Esto incluye la instrumentación de protocolos de búsqueda conforme a la legislación aplicable y los Tratados Internacionales de los que México sea Parte.
Esta obligación, incluye la realización de las exhumaciones de cementerios, fosas clandestinas o de otros sitios en los que se encuentren o se tengan razones fundadas para creer que se encuentran cuerpos u osamentas de las víctimas. Las exhumaciones deberán realizarse con la debida diligencia y competencia y conforme a las normas y protocolos internacionales sobre la materia, buscando garantizar siempre la correcta ubicación, recuperación y posterior identificación de los cuerpos u osamentas bajo estándares científicos reconocidos internacionalmente.
Los familiares de las víctimas tienen el derecho a estar presentes en las exhumaciones, por sí y/o a través de sus asesores jurídicos; a ser informadas sobre los protocolos y procedimientos que serán aplicados; y a designar peritos independientes, acreditados ante organismo nacional o internacional de protección a los derechos humanos, que contribuyan al mejor desarrollo de las mismas.
(ADICIONADO, D.O.F. 3 DE ENERO DE 2017)
La Comisión Ejecutiva, así como las Comisiones de víctimas de las entidades federativas, podrán cubrir los costos de los exámenes a que se refiere el párrafo anterior, con cargo al Fondo o al Fondo Estatal, según corresponda. Sólo se podrán contratar servicios de expertos independientes o peritos internacionales, cuando no se cuente con personal nacional capacitado en la materia.
(REFORMADO, D.O.F. 3 DE ENERO DE 2017)
Una vez plenamente identificados y realizadas las pruebas técnicas y científicas a las que está obligado el Estado y que han sido referidas en esta Ley, en el Código Nacional de Procedimientos Penales y la legislación aplicable, la entrega de los cuerpos u osamentas de las víctimas a sus familiares, deberá hacerse respetando plenamente su dignidad y sus tradiciones religiosas y culturales. Las autoridades competentes, a solicitud de los familiares, generarán los mecanismos necesarios para repatriar los restos de las víctimas ya identificados, de conformidad con lo que establezca el Reglamento de esta Ley.
En caso necesario, a efecto de garantizar las investigaciones, la autoridad deberá notificar a los familiares la obligación de no cremar los restos, hasta en tanto haya una sentencia ejecutoriada. Las autoridades ministeriales tampoco podrán autorizar ni procesar ninguna solicitud de gobierno extranjero para la cremación de cadáveres, identificados o sin identificar, hasta en tanto no haya sentencia ejecutoriada.

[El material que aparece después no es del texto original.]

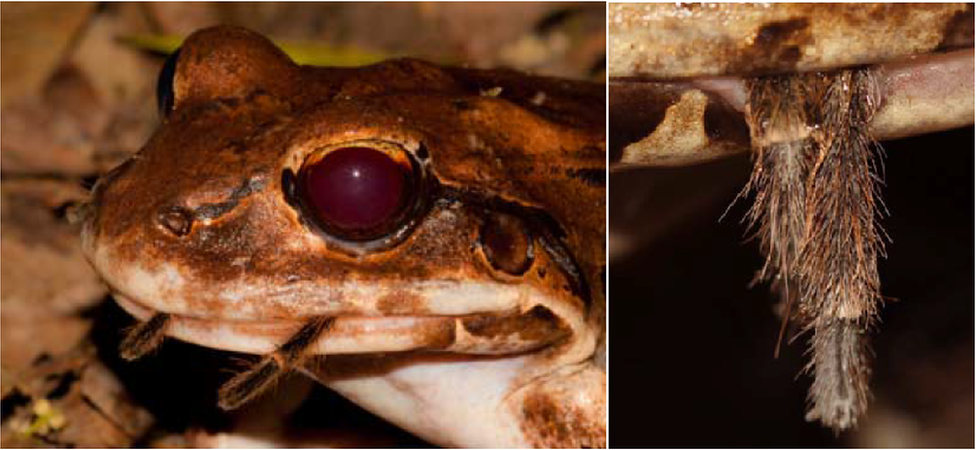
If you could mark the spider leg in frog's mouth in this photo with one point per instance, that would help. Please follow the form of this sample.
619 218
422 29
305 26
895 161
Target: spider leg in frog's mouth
258 378
149 335
430 333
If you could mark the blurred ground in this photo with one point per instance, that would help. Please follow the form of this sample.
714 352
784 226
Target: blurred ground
691 346
76 101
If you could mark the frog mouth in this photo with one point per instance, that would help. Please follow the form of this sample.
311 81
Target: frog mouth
287 343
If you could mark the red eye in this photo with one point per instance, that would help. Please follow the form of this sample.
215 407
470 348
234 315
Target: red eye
356 192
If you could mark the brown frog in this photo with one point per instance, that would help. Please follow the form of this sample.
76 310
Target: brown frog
437 232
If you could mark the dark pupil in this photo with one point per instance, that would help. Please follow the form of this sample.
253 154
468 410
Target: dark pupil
355 189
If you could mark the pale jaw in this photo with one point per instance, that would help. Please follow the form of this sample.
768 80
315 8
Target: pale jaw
436 376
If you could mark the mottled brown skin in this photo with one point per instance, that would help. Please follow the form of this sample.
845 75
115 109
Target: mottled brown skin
212 196
235 122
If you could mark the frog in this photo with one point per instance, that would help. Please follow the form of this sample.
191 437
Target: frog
426 241
809 90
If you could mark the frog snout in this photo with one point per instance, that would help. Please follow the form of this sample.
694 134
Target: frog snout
175 220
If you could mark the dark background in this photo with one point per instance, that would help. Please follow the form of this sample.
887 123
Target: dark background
691 346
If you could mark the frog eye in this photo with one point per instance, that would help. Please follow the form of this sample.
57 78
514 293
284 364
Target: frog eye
164 85
357 193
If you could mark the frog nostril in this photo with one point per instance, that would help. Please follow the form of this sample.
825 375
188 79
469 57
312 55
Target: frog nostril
507 243
177 221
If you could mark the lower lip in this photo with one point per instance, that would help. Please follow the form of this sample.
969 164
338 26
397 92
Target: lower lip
347 335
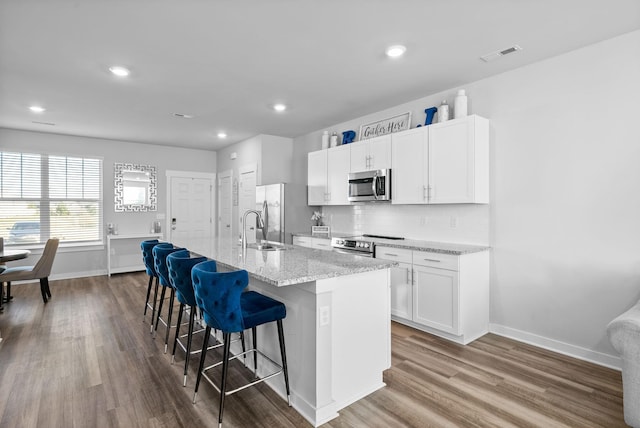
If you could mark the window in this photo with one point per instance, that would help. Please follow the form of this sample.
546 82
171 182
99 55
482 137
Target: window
43 196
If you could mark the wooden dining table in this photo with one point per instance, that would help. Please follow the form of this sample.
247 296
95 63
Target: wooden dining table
9 255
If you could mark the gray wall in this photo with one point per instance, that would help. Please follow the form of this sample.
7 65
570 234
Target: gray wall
563 221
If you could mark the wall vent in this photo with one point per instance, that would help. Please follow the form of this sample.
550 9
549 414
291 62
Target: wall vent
498 54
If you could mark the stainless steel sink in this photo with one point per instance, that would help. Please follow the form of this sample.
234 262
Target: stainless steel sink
267 247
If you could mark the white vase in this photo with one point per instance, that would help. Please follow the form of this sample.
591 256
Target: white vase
460 105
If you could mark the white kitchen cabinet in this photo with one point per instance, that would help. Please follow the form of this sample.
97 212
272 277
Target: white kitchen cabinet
409 173
400 279
317 178
327 173
313 242
371 154
443 163
443 294
338 167
435 298
459 161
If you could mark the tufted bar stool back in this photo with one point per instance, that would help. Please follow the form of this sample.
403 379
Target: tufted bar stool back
160 263
225 306
147 257
179 265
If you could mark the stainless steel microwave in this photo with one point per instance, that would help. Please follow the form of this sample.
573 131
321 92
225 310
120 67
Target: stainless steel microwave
370 186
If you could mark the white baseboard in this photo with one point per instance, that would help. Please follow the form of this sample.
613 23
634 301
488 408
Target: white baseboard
574 351
68 275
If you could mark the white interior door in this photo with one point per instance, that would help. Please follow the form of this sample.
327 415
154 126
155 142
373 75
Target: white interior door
190 213
247 200
225 204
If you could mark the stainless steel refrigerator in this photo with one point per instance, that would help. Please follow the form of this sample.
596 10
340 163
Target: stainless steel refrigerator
270 203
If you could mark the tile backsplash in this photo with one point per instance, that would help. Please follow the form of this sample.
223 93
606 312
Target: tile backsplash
459 223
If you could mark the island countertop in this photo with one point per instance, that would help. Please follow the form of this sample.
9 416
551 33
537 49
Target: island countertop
292 265
413 244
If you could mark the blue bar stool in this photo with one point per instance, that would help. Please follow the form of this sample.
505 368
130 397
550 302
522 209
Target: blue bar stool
225 307
160 254
180 264
147 257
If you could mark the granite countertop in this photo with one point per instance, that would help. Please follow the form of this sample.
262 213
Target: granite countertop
293 265
417 245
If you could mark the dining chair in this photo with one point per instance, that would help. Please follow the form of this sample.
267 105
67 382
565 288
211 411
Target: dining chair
149 265
41 270
180 264
227 307
160 254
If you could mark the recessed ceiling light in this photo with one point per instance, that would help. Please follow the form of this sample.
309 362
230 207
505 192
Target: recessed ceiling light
395 51
119 71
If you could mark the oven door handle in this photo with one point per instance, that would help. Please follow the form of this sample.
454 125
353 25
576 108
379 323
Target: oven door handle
353 253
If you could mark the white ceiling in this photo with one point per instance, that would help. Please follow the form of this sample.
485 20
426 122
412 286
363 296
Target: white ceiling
226 62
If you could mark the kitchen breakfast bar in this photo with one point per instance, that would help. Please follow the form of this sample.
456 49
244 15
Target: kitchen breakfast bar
337 328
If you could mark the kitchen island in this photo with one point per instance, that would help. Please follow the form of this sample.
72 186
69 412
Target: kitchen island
337 329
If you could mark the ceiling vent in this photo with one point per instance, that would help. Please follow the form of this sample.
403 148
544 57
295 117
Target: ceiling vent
498 54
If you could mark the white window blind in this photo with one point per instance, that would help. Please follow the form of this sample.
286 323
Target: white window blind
46 196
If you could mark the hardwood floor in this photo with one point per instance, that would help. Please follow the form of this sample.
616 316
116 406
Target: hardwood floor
86 359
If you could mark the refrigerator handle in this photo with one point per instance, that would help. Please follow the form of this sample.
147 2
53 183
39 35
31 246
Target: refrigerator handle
265 219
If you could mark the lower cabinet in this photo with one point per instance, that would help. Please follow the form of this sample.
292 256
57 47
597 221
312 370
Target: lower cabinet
313 242
443 294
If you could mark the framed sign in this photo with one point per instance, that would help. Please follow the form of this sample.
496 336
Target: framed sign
401 122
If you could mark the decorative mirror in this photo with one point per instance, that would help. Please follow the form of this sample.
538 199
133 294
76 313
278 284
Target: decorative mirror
135 187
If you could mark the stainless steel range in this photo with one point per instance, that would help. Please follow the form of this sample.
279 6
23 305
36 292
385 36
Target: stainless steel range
363 245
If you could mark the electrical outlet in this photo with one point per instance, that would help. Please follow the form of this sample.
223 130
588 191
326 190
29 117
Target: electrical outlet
325 315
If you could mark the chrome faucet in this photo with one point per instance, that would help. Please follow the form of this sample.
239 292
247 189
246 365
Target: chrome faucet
244 225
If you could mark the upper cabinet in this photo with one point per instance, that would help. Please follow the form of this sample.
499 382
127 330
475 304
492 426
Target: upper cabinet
409 179
459 161
317 178
327 175
371 154
445 163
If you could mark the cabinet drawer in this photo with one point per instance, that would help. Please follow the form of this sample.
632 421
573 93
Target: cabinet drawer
436 260
395 254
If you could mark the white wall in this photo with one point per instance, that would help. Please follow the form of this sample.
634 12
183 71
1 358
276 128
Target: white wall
564 220
73 263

(REFORMADO, D.O.F. 3 DE ENERO DE 2017)
Con independencia de los derechos previstos en esta Ley, el reconocimiento de la personalidad jurídica de las víctimas de desaparición de personas y el procedimiento para conocer y resolver de las acciones judiciales de declaración especial de ausencia por desaparición se sujetarán a lo que dispongan las leyes en la materia, a fin de que las víctimas indirectas ejerzan de manera expedita los derechos patrimoniales y familiares del ausente para salvaguardar los intereses esenciales del núcleo familiar."

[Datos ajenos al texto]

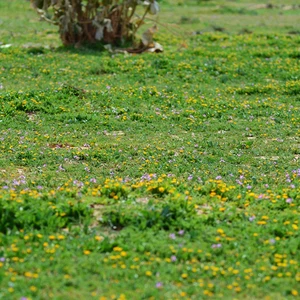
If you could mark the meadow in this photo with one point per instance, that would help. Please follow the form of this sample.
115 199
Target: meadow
169 175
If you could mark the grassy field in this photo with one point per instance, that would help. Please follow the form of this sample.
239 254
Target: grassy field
153 176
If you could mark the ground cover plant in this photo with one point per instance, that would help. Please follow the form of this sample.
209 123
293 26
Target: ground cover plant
153 176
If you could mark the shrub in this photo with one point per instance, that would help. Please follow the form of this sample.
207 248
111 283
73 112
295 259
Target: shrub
109 21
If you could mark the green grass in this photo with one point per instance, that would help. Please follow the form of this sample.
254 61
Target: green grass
153 176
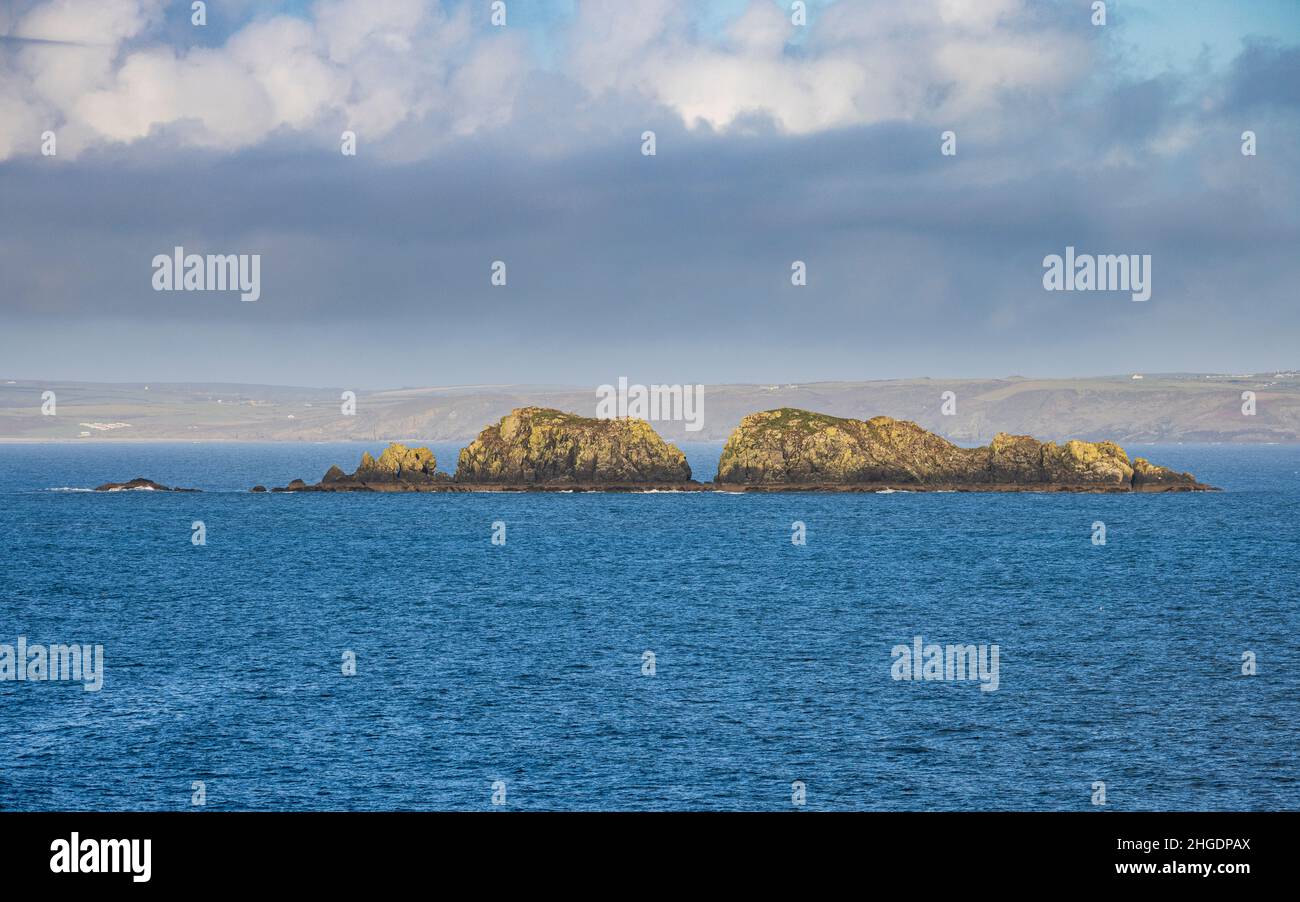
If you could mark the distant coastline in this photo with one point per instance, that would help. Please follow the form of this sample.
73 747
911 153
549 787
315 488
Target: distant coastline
1155 410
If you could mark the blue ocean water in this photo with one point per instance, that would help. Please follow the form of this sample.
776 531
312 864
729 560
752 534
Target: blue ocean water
523 663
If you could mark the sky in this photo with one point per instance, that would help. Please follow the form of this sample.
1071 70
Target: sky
523 143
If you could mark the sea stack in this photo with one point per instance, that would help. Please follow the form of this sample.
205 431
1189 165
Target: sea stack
397 469
536 446
792 447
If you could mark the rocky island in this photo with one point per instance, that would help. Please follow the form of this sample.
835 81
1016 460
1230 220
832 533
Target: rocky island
532 449
791 449
536 449
138 484
536 446
398 469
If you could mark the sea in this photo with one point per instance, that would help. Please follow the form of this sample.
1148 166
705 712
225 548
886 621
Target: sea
644 651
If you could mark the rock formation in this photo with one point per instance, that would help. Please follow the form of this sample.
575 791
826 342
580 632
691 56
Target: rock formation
138 484
791 447
398 469
541 446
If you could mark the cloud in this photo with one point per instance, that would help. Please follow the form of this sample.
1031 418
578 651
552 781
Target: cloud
410 76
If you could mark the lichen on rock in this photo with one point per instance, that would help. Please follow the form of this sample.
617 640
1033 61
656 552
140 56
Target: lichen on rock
797 447
542 446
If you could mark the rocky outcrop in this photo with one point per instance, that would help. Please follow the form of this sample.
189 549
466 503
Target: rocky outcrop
138 484
791 447
546 447
398 469
1148 477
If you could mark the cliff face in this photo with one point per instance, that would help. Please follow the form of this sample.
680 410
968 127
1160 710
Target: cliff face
540 446
797 447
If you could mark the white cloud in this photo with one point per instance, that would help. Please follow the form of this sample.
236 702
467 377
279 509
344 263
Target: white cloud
378 65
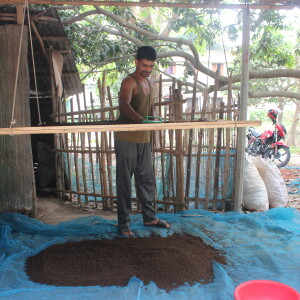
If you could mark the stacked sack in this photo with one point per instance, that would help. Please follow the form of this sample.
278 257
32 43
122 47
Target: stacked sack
264 186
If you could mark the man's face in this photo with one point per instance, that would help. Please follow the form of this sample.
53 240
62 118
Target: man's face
144 67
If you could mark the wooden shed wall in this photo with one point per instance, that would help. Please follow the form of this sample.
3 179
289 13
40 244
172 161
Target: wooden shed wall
17 192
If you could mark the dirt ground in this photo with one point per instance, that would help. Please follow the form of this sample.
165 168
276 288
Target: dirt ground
153 258
52 211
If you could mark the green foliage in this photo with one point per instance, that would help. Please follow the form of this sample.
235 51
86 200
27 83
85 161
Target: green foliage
259 115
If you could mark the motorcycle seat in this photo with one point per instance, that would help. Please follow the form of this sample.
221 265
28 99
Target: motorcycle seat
255 132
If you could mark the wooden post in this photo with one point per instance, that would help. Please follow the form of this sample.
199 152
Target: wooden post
241 132
17 185
179 146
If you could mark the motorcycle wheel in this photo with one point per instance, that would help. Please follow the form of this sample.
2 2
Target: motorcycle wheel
281 158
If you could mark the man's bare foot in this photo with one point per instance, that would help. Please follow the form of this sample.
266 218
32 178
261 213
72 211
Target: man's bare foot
126 232
158 223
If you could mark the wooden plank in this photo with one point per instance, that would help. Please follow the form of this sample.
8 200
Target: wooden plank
258 5
126 127
17 185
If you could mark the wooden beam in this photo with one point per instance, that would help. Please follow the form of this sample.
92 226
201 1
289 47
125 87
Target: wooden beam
241 132
126 127
270 5
20 14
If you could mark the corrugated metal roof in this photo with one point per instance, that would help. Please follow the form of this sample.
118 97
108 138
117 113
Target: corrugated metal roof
52 33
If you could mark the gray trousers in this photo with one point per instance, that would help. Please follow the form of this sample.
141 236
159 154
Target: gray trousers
134 158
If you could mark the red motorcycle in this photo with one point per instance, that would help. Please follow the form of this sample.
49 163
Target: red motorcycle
268 144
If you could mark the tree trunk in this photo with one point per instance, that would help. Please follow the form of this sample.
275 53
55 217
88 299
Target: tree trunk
17 187
281 107
291 140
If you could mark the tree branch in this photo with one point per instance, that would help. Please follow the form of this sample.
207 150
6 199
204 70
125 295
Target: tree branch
116 32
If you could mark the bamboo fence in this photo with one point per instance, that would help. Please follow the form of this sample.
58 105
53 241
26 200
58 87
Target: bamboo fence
194 164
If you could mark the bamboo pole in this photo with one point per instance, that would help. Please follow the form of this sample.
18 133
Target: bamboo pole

En el Dictamen de la Cámara de Diputados (dieciséis de abril de dos mil trece) por virtud del cual se justificó la reforma del anterior párrafo, se expuso lo siguiente:
"Es importante resaltar que la temporalidad introducida, relacionada con las medidas de ayuda que permitan garantizar a la víctima a superar las condiciones de necesidad inmediata, responde a la necesidad de que el Estado logre coadyuvar a la reintegración de las víctimas a una vida normal y cotidiana, objetivo fundamental de la existencia de esta ley, es su valor intrínseco más importante.
Asimismo, la inclusión derechos de las víctimas directas, indirectas y potenciales con la consiguiente obligación del Estado para que a través de los tres órdenes de gobierno se garantice y salvaguarde sus derechos, hace aún más fuerte y viable la aplicación de la ley.

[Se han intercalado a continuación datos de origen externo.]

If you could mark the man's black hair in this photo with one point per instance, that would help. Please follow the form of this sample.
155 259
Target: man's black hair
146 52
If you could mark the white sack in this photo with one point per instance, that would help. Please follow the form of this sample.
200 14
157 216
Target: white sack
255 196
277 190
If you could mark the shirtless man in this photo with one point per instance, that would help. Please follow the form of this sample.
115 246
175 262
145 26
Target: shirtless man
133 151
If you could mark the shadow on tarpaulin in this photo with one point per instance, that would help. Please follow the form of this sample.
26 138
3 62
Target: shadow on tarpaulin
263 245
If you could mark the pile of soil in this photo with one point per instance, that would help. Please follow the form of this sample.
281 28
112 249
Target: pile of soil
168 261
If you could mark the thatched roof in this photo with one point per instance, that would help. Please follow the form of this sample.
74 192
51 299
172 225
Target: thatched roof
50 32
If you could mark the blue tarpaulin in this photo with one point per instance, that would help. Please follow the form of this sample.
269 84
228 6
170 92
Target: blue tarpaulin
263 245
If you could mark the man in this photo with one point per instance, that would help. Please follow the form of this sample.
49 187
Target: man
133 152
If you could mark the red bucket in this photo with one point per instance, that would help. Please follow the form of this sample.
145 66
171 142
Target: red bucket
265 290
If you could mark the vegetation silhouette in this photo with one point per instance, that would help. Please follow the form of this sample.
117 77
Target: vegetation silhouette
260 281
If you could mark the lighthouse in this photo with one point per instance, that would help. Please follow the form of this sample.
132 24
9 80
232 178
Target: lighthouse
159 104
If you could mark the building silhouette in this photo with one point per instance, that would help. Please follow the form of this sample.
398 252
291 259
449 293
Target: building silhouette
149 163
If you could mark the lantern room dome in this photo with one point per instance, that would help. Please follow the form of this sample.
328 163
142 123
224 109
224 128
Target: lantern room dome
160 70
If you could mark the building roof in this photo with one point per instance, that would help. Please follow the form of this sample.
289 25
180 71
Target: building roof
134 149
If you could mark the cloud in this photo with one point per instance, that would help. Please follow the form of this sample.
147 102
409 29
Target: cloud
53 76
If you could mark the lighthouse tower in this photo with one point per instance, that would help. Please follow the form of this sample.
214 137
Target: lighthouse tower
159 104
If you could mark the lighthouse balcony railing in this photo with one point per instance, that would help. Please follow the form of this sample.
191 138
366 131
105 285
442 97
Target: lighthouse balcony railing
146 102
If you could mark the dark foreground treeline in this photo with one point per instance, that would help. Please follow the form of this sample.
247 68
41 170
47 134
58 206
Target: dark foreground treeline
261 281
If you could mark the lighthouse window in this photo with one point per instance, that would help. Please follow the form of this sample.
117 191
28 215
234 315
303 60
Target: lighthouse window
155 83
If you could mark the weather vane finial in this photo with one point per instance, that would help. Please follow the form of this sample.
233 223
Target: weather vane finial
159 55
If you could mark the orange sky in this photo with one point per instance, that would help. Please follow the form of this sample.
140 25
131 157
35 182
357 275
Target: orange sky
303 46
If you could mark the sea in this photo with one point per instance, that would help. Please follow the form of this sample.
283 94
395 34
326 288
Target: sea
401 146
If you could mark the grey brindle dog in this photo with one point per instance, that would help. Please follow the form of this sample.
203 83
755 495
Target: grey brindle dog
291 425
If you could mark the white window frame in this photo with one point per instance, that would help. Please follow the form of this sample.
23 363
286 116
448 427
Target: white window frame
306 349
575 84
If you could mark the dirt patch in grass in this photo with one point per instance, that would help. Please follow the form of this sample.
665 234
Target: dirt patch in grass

Ante ello, consideran procedente el reconocimiento de la personalidad jurídica de las víctimas por desaparición de personas y el procedimiento para conocer y resolver de las acciones judiciales de declaración especial de ausencia por desaparición, garantizando con ello los derechos de aquéllas, su protección y la de sus dependientes."
El diez de julio de dos mil quince, se reformó la fracción XXI, inciso a), del artículo 73, de la Constitución Federal, la cual prevé:
"(REFORMADO PRIMER PÁRRAFO, D.O.F. 10 DE FEBRERO DE 1944)
Art. 73.- El Congreso tiene facultad:
[...]
(REFORMADA, D.O.F. 8 DE OCTUBRE DE 2013)
XXI. Para expedir:
(REFORMADO PRIMER PÁRRAFO, D.O.F. 10 DE JULIO DE 2015)
a) Las leyes generales que establezcan como mínimo, los tipos penales y sus sanciones en las materias de secuestro, desaparición forzada de personas, otras formas de privación de la libertad contrarias a la ley, trata de personas, tortura y otros tratos o penas crueles, inhumanos o degradantes, así como electoral.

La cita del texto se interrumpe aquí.